In fact, believing that friendships happen organically actually hinders people from making friends because it stops them from being intentional. One study surveyed older adults and found that those who believed that making friends was a matter of luck were lonelier five years later, whereas those who believed that friendship takes effort were less lonely. The reason? Believing it takes effort was related to engaging in more social activities, such as visiting friends and family or going to church. And it was this engagement in social activities that was also related to being less lonely five years later.

But before we blame ourselves for lacking friends, it’s worth mentioning just how hard it is to make friends these days. While we tend to talk about loneliness as inevitable, it isn’t. Before the 1800s, people lived among their families, farming.
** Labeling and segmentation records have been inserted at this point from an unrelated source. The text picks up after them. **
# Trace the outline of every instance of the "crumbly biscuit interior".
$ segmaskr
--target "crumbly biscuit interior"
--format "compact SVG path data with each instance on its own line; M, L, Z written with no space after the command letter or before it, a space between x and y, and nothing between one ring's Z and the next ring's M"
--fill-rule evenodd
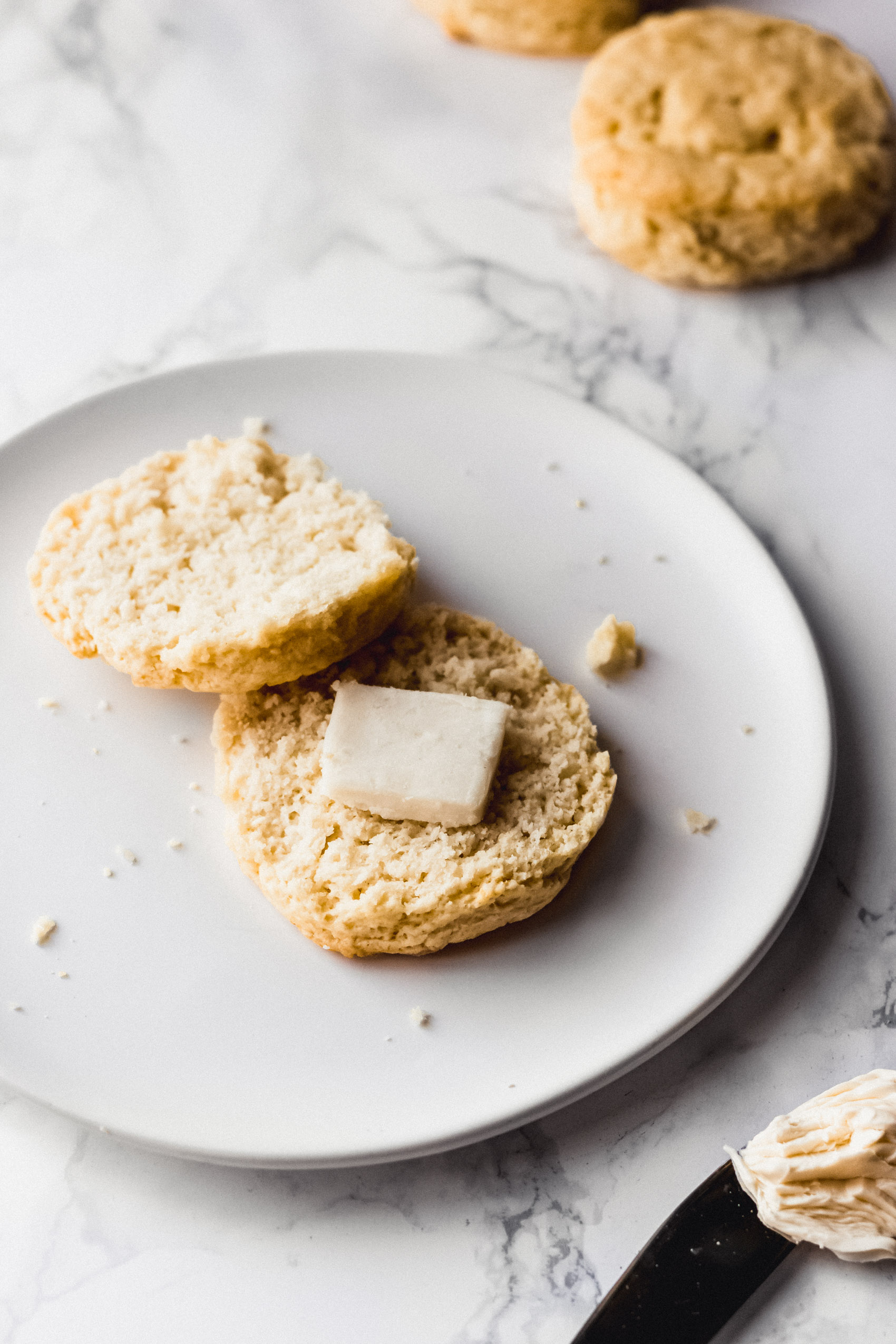
M387 821L326 798L336 679L510 706L482 823ZM388 637L318 677L222 698L212 741L243 868L345 956L434 952L532 914L568 879L615 786L579 692L490 622L435 606L406 610Z
M414 551L317 458L208 435L66 500L28 573L39 613L79 657L101 653L142 684L239 689L377 634L407 595Z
They had a community of extended family and friends and were involved in the village life and their place of worship. Their community was built in, not sought after. Before 1800, there wasn’t even a word for loneliness as we know it. The word “lonely” described the state of being alone, rather than the pain of it.

With the rise of industrialization, and of parents leaving home to work in factories, community bonds tapered, and the nuclear family became the centre of people’s world. People began to move for work, but increased residential mobility means relationships become more disposable, according to one study. As people left their family for work, they lived alone for the first time, which magnified loneliness. John Bowlby, a psychologist famous for fathering attachment theory, said, “If people know each other and have long-term relationships, mutual help makes sense, because I can help you today and five years hence you can help me. But if you aren’t going to be here in five years, and the community is constantly changing, it is by definition not mutually helpful.” Increasing work demands, residential mobility and single-person homes explain why The Economist called loneliness “the leprosy of the 21st century.”

Perhaps these remnants of our evolutionary past lead us to assume that friendship happens organically. Because it once did. But it doesn’t any more. If we want to make and keep friends, we need to swim against the tides of disconnection that have been gradually contaminating us for centuries. It’s not fair at all. It shouldn’t be this hard. But once we know what we’re dealing with, we can shed passivity for intention. For friendship to happen, someone has to be brave. Be brave.